Therefore, by the implicit function theorem, given a fixed active set $ {{\mathbb{A}}}$, for every pair ($ \bar{ \boldsymbol{z}}, \bar{p} $) satisfying $ R_{\mathbb{A}}( \bar{ \boldsymbol{z}}, \bar{p} ) =0 $, there, in the neighborhood of $ \bar{p} $, is a unique function $ \vartheta (\bar{p}) $ such that $ R_{\mathcal{A}}(\vartheta (\bar{p}),\bar{p})=0 $. Therefore, as long as the active set does not change, inserting $ \boldsymbol{z}(p) =\vartheta (\bar{p}) $ shows that $ \boldsymbol{z} $ (and $ \boldsymbol{s}(p) $) are continuously differentiable w.r.t. $ p $.

Step 3 It is now (presumably) established that for a fixed active set, we have $ \mathcal{C}^1 $ continuity. I now want to establish $ \mathcal{C}^0 $ continuity of the whole problem.

$ \frac{\partial \boldsymbol{z}}{\partial p} $ does not exists in cases where the active set change. However, the left and right-handed derivative exists. Thus $ \boldsymbol{{ z}} $ (and $ \boldsymbol{s}(p)$) is piecewise continuously differentiable.

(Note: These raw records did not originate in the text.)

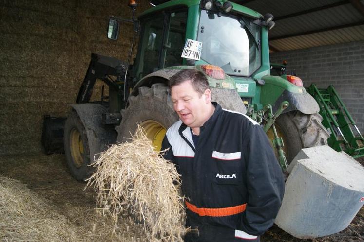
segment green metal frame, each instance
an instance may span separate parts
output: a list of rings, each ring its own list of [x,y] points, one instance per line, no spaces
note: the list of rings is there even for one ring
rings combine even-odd
[[[328,145],[337,151],[345,151],[354,158],[364,156],[364,139],[333,86],[319,89],[313,84],[307,91],[319,104],[322,124],[331,133],[327,139]],[[354,135],[352,127],[357,135]]]

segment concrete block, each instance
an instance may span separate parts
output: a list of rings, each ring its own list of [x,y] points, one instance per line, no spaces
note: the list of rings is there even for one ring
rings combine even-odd
[[[344,152],[327,146],[303,149],[288,168],[275,223],[296,237],[337,233],[364,204],[364,167]]]

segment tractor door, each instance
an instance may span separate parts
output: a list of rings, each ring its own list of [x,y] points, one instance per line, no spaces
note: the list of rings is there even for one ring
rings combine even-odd
[[[187,21],[187,8],[153,13],[140,19],[135,81],[164,67],[182,64]]]

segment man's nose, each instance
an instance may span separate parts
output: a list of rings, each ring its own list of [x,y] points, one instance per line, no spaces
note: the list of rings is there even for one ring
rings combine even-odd
[[[183,102],[178,101],[174,104],[174,110],[177,112],[180,112],[185,109],[185,105]]]

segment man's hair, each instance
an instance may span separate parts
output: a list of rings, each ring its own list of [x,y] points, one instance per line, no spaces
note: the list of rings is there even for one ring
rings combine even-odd
[[[193,89],[200,95],[203,94],[207,89],[210,89],[209,82],[204,73],[192,69],[183,69],[171,76],[168,81],[168,86],[171,90],[173,86],[188,81],[191,81]]]

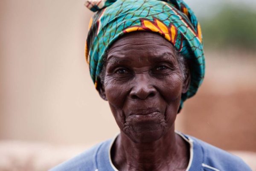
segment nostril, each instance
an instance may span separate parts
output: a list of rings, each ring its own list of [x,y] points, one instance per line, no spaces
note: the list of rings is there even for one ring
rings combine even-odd
[[[148,95],[148,97],[152,97],[154,96],[155,93],[151,93],[150,94]]]
[[[132,95],[131,96],[131,99],[139,99],[139,98],[136,95]]]

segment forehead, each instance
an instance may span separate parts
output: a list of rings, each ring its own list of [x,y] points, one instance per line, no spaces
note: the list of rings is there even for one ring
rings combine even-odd
[[[175,56],[173,46],[160,35],[149,32],[134,32],[120,38],[109,49],[107,61],[134,58],[151,58]],[[113,58],[114,57],[114,58]]]

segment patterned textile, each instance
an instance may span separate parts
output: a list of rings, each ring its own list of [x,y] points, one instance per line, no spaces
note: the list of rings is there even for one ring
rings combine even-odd
[[[189,61],[191,81],[183,101],[194,95],[204,75],[204,57],[200,26],[182,0],[87,0],[96,13],[91,19],[85,56],[91,78],[97,81],[105,52],[118,38],[136,31],[159,33]]]

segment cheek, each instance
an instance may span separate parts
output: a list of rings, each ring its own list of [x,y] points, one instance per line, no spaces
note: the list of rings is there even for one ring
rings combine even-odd
[[[128,93],[127,84],[117,84],[116,81],[106,77],[105,87],[109,104],[117,109],[121,110]]]
[[[128,84],[116,84],[107,77],[105,79],[105,92],[112,113],[119,128],[123,127],[125,117],[122,108],[128,93]]]
[[[169,79],[159,84],[160,93],[169,104],[177,101],[179,101],[182,93],[182,84],[181,76],[175,74],[169,76]]]
[[[166,110],[166,120],[168,122],[174,122],[177,113],[182,91],[182,80],[178,75],[172,76],[172,79],[160,84],[160,93],[165,99],[167,106]]]

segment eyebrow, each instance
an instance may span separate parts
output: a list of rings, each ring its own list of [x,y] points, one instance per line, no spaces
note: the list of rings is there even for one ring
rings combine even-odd
[[[172,58],[170,58],[170,57]],[[172,62],[173,62],[173,59],[176,60],[176,58],[175,57],[174,54],[167,52],[165,52],[164,53],[163,53],[162,54],[157,56],[155,56],[155,58],[154,58],[152,59],[152,60],[153,61],[160,61],[163,58],[166,60]],[[131,61],[131,59],[129,59],[128,57],[125,57],[123,58],[120,58],[118,56],[111,55],[108,58],[108,59],[107,59],[106,61],[106,64],[108,64],[111,66],[116,64],[118,64],[121,62],[130,62]]]

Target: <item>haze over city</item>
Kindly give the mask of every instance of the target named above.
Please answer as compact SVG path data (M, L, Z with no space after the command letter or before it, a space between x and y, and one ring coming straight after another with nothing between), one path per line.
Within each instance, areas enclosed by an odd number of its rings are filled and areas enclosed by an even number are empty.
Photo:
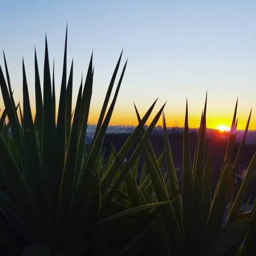
M14 100L22 104L23 56L34 115L34 47L42 86L46 32L52 72L55 60L58 102L67 22L68 72L74 58L73 108L93 50L90 124L97 123L124 47L121 66L127 58L127 66L110 125L136 125L133 102L142 115L159 97L152 118L167 100L167 125L176 121L183 126L187 98L189 125L197 127L207 91L209 128L231 125L238 97L238 129L244 129L252 107L249 129L256 129L255 1L15 1L1 9L0 48ZM4 67L3 57L0 65ZM119 70L116 86L120 75ZM0 107L4 108L2 96Z

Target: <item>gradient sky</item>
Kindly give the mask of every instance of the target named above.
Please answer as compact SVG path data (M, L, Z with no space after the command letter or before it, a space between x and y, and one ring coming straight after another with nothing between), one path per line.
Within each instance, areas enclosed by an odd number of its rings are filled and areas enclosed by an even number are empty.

From piecewise differentiability, it follows that $ \boldsymbol{s}(p) $ is continuous.

Some specific questions:

-Does the arguments work out/Is there anything missing? I am especially uncertain on the "active set" argument. (to me it appears to make sense to me).

-Is strict convexity $ {g}(\boldsymbol{x}) $ sufficient , or do we need strong convexity?.

-I asserted (A.1b) to ensure that $ {g}(\boldsymbol{x}) $ never tend to an infinitum. Is this needed, or does the same follow from (A.1a)?


This is a continuation of a question problem I asked previously (for which I got a good answer for). I know want to expand it, and be more precise.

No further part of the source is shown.